There's a slight irony to this idea of a coagulated "cost center." Traditionally, IT and facilities teams worked in silos. The IT department lives and breathes network management systems (NMS) while facilities relies on building management systems (BMS) to supervise infrastructure (cooling, power distribution, environmental quality, etc.). DCIM bridges this divide because it integrates with a vast array of already existing solutions used in data center management. The result is a more holistic asset management toolset that's inclusive of capacity management, change management, predictive modeling and more.

That's just one of several broad benefits DCIM brings to the table. But according to Stansberry, high-level data center managers should be specific as they identify what components of their operations need improvement. They also need to understand how DCIM can improve them and whether the organization's workflows can actually allow for these developments in the first place. This will help you clearly define your requirements for a solution, and implement DCIM that provides strong return on investment. 

Broadly speaking, DCIM's ROI should manifest as less downtime, better operations and greater flexibility. Broadly speaking, DCIM's ROI should manifest as less downtime, better operations and greater flexibility.

Find a partner, not a vendor

"DCIM isn't a set-it and forget-it solution."

At its core, DCIM is software – albeit, extremely elaborate and often difficult-to-deploy software. Therefore, you shouldn't hold DCIM providers to the standard of a vendor, but to that of a technology partner.

For starters, search for a partner that promises integration with the vast array of communication protocols in the data center, including but not limited to NMP, Modbus TCP, Modbus RTU, BACnet, LONworks, Niagara and Hardwired I/O. This should be viewed as a basic requirement for expediting deployment.
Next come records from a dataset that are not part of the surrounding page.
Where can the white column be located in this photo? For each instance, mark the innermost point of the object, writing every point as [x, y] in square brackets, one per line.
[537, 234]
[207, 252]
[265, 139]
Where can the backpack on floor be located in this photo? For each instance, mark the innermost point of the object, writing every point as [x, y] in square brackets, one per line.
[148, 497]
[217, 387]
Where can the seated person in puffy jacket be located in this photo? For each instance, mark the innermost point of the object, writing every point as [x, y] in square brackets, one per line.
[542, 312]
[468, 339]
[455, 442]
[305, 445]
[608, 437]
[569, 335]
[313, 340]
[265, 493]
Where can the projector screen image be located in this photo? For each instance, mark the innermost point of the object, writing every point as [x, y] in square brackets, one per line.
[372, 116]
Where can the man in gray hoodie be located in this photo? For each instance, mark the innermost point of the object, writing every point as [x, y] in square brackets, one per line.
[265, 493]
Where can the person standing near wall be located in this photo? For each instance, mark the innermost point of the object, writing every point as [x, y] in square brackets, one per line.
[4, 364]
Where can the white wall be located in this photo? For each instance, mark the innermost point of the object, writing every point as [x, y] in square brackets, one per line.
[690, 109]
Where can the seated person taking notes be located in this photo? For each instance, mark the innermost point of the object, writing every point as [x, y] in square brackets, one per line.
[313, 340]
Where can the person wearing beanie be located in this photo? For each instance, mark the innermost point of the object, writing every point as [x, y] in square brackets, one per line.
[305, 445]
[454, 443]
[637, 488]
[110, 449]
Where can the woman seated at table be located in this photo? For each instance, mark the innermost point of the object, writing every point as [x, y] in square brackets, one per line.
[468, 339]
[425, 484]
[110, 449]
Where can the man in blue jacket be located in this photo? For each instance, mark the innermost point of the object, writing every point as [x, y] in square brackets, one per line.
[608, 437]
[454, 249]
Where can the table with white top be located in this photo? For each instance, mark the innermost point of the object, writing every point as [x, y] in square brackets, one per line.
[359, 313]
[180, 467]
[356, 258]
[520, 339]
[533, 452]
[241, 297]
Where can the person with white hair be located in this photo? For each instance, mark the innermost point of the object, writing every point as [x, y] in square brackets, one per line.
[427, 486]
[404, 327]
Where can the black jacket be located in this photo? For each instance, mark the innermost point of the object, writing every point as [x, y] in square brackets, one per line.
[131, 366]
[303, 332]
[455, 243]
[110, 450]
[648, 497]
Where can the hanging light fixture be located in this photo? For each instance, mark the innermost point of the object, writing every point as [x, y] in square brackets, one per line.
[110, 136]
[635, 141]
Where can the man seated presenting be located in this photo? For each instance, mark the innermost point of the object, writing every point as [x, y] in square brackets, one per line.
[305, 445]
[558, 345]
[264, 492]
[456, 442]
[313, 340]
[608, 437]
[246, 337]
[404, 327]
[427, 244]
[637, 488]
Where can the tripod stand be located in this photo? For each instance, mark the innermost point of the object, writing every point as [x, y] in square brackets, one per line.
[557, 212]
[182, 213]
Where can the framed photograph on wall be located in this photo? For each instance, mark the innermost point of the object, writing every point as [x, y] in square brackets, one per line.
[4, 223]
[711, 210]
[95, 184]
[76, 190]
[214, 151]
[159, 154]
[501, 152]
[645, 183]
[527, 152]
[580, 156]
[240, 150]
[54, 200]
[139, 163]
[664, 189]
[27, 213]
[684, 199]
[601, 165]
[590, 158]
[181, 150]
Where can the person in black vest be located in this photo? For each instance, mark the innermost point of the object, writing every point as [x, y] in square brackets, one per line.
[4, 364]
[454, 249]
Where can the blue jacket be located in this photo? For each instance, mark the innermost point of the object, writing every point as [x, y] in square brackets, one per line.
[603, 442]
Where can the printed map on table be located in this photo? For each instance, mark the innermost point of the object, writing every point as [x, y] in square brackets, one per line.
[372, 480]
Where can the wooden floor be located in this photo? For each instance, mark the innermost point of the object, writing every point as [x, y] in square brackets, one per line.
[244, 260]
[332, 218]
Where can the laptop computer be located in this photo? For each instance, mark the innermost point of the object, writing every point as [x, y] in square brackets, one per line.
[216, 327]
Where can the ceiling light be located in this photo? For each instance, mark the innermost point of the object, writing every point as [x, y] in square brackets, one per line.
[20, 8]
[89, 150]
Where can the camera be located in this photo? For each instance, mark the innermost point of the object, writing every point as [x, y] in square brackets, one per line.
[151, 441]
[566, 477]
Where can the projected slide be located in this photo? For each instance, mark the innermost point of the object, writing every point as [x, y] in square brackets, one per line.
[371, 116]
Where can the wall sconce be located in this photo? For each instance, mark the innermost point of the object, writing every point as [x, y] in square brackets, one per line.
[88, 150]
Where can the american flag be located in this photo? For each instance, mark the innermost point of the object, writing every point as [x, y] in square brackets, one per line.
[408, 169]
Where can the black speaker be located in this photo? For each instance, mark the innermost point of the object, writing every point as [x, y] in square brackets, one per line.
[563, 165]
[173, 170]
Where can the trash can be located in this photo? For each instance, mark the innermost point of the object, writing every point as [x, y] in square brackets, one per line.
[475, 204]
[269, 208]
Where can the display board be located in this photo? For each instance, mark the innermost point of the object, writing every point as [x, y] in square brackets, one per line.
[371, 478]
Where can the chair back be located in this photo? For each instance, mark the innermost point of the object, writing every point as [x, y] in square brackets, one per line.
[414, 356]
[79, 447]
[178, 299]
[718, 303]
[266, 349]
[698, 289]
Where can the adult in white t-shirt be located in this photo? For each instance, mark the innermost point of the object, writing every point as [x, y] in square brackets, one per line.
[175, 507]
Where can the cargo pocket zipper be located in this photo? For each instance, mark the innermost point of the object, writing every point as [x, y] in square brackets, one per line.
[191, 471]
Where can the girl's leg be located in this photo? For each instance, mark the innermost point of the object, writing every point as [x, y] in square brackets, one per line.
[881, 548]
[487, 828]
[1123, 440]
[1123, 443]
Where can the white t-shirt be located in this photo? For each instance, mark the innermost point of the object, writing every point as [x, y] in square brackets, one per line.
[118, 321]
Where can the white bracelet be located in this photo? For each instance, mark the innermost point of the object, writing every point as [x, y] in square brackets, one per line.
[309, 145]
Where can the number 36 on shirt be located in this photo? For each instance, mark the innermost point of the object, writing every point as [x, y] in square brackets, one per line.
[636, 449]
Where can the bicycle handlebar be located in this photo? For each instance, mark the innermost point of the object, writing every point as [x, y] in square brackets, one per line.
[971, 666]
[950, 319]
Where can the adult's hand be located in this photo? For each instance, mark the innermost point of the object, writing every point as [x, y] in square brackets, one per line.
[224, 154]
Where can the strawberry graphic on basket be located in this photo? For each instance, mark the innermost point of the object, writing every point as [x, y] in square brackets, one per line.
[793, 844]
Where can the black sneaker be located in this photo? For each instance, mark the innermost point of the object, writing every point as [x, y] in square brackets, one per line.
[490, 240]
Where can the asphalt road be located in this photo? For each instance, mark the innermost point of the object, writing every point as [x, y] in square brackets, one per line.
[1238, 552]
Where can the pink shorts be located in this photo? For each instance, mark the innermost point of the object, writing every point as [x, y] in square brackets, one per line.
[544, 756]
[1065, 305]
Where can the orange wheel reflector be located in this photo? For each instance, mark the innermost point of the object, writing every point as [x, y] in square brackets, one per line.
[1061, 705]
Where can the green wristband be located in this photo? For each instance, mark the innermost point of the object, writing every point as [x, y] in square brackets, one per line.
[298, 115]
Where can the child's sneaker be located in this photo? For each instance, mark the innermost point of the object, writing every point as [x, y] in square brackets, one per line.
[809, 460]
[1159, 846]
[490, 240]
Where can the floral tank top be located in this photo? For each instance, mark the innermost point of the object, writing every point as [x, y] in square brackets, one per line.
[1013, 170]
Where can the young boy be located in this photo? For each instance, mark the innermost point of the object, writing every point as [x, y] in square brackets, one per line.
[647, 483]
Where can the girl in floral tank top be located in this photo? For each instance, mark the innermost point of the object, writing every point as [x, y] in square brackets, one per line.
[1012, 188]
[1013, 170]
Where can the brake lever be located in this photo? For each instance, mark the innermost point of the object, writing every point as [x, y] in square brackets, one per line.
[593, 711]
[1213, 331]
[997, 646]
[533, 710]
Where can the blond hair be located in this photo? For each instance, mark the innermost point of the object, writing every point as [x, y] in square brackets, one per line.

Then there's the issue of actual integration with business applications. This is arguably where the "partner" mentality is most important. To improve digital integration, it's prudent to work with a company that can provide DCIM consulting services. In addition to helping deploy the actual solution, such a partner can provide DCIM integration with other information systems platforms, including BMS and NMS, but also email, SNMP and SMS. 

Last but not least, DCIM isn't a set-it and forget-it solution. The initial deployment is probably the biggest hurdle to clear, but it's hardly the only one. Having a partner that can help you past those first steps is great. But it's even better to work with a company that makes itself accessible for ongoing support and maintenance. Because at the end of the day, you're not just planning for DCIM implementation - you're planning for its ongoing support in optimizing your data center operations.